Thad’s hand on my shoulder, gently shaking.
“Wake up, babe. We’ve got a problem.”
“Crap. What is it?” I shrugged out of deep sleep, sitting up and yawning. He was already flinging clothes at me.
“Misty called. There’s a body in the men’s bathroom.”
Nothing like a murder to wake you up.
We straggled up the front walk to the bookstore. There was a chaos of lights, cameras, uniforms, and people everywhere. Spectators were gathering in the parking lot. An officer blocked our way before we were half-way to the front door.
“Bookstore’s closed, ma’am.”
I nodded while rolling my eyes at Thad.
“We know that,” he told the officer; “we’re the owners.”
By that time, I had dug out my driver’s license and waved it at the cop as I skirted around him. Thad smiled at the cop and slid by. We headed towards Misty, sitting on the front porch swing near the front door. Three big guys surrounded her. She didn’t look nervous or scared. She looked like . . .

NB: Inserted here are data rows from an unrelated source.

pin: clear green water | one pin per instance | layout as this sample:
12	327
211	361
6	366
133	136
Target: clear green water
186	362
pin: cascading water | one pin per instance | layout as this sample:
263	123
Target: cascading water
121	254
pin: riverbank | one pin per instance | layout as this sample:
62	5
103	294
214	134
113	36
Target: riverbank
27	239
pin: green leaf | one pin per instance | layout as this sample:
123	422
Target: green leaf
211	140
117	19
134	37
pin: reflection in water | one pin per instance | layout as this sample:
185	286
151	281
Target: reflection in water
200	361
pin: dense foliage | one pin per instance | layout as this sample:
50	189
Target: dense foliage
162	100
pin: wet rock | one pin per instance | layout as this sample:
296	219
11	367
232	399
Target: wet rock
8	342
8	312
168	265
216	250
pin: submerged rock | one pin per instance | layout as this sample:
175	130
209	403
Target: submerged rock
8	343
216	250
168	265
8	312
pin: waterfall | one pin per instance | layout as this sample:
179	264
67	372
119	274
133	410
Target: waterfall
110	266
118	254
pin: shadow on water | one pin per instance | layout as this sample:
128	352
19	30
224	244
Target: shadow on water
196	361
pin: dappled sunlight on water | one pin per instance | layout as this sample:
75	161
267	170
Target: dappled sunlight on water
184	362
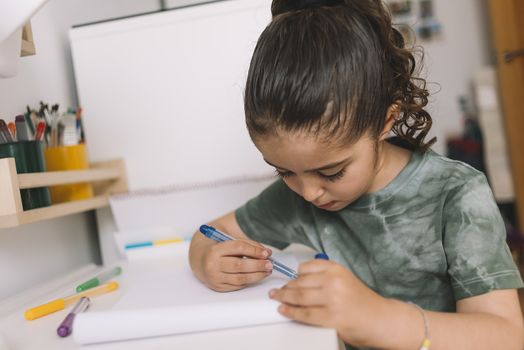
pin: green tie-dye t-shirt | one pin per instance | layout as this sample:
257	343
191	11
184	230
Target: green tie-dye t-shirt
432	236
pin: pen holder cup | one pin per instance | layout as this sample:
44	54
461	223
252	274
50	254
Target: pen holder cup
29	158
68	158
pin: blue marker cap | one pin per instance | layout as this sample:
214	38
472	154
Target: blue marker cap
206	230
322	256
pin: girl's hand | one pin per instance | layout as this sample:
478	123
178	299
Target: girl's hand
233	265
329	295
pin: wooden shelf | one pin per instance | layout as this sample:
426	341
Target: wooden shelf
107	178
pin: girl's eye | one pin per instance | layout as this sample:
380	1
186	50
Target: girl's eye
283	174
333	177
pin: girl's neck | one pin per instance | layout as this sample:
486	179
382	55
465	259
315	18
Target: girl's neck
391	160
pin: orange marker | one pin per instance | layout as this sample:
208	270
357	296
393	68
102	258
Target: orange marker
62	303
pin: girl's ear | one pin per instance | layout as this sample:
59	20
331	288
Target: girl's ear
392	116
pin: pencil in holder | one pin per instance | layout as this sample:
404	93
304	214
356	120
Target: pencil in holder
68	158
29	158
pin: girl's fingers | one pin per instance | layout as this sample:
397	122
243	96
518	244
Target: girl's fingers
239	265
314	315
242	279
299	296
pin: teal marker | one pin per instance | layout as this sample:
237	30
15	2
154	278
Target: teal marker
99	279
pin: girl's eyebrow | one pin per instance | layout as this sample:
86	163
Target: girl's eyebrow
324	167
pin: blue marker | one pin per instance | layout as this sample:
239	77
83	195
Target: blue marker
216	235
321	256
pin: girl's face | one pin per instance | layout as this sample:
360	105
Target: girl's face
329	177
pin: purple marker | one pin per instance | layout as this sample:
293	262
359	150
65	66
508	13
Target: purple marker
66	327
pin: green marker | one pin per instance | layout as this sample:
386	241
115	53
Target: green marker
99	279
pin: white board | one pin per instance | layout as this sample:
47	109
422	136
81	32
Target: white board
164	91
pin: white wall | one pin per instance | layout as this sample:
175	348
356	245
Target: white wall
452	60
34	253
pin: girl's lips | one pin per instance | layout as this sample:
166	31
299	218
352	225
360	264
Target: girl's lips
327	205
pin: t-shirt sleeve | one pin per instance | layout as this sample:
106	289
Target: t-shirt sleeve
479	259
271	217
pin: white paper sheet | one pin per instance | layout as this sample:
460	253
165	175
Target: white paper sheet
162	297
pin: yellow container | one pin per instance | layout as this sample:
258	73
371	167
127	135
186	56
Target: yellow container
68	158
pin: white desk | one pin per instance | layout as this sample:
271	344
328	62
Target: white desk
40	334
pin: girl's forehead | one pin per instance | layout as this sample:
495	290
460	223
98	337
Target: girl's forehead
304	150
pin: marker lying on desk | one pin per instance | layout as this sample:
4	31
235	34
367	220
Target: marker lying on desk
62	303
99	279
214	234
153	243
66	327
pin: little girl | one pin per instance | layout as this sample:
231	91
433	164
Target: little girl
416	242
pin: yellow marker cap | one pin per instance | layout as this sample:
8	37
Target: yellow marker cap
46	309
60	304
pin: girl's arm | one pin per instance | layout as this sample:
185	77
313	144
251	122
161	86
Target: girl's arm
489	321
223	266
327	294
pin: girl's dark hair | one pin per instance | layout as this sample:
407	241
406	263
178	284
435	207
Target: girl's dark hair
335	65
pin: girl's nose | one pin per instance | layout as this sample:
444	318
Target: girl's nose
311	190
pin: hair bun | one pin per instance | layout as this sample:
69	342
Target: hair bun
281	6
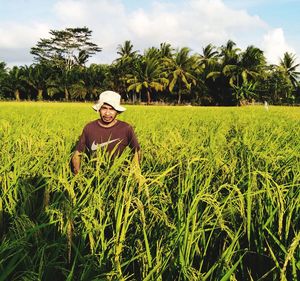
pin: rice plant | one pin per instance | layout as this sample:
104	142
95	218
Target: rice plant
216	195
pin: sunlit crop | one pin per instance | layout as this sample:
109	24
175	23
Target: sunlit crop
216	197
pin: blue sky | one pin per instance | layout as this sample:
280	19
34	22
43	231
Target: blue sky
268	24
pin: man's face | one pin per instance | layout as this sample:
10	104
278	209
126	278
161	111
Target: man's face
107	113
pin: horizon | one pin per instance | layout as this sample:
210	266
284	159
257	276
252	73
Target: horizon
268	25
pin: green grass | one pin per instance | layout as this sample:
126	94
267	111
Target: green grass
216	196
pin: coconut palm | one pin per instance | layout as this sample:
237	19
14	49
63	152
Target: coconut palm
15	81
37	76
179	69
147	76
289	67
244	74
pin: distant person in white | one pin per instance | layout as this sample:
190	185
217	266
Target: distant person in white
107	132
266	106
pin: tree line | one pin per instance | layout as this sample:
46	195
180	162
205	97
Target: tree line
224	75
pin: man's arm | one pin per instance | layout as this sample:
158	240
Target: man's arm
76	162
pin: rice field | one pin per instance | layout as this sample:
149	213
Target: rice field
216	196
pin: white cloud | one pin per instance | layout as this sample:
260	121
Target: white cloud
275	45
191	23
14	35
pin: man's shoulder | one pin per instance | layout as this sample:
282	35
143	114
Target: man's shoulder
123	124
91	124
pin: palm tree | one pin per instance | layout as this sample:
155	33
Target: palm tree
148	76
166	50
37	76
123	66
209	56
229	55
94	78
15	81
3	77
289	67
179	70
244	74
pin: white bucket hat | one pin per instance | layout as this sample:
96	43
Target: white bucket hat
110	97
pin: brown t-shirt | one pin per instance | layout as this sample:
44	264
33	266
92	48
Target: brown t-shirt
115	138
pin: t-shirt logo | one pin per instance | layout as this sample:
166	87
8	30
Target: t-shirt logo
95	146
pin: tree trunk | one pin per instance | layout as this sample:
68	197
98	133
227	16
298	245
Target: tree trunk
179	98
66	94
40	95
17	95
148	97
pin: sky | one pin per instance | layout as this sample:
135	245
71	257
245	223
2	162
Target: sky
270	25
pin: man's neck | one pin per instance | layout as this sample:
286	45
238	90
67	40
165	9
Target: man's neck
107	125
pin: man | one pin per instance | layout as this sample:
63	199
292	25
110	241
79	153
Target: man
107	132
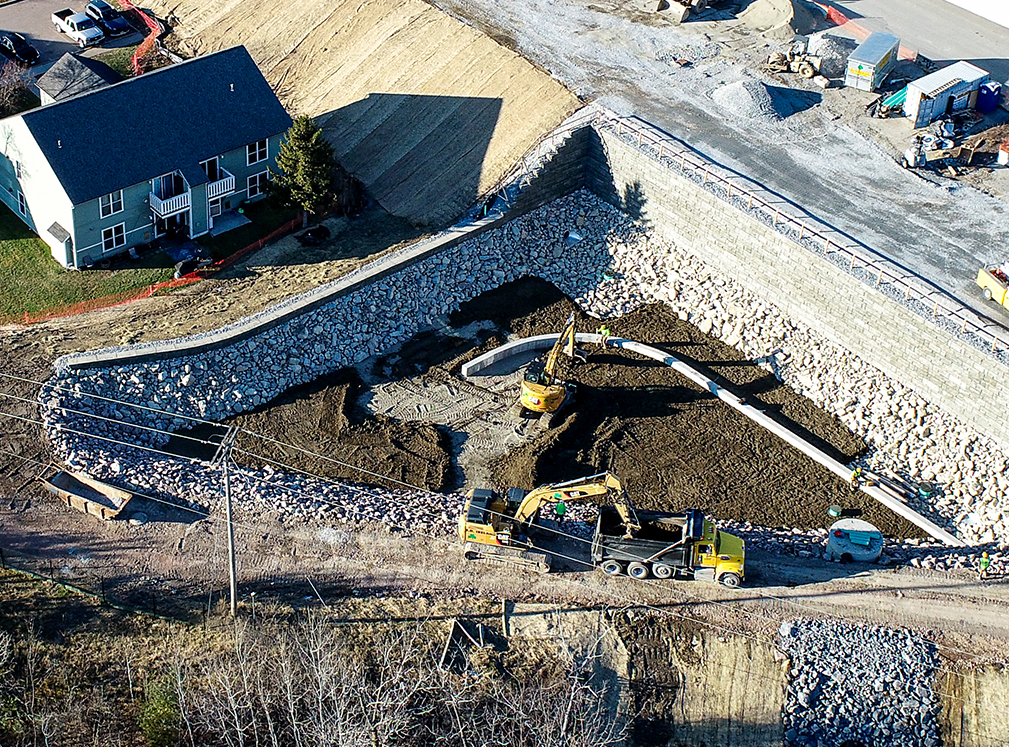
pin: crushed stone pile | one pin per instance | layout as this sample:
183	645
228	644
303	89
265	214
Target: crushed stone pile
858	684
753	99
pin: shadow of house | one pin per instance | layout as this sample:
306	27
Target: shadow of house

“Is she flirting with them?” I asked.
Thad assessed the scene coolly. “Yep. That’s our Misty.”
“Hey, Misty!” I called.
Misty glanced our way and waved excitedly. “You’re just in time to ID the body!”
The cops looked at each other. I groaned under my breath. She didn’t have to sound so damn cheerful about it. Thad chuckled softly. “Take it easy, babe.”
He strolled forward, ignoring the people standing around, and sat next to Misty. “Are you okay?”
“Oh, I’m fine. It’s the old coot inside who’s dead as a doornail.”
The cops looked at us and looked at each other again. One of them opened his mouth, but Thad interrupted him, still looking at Misty.
“DId you scare him to death, or give him a heart attack?”
“Neither, and you know it,” she retorted.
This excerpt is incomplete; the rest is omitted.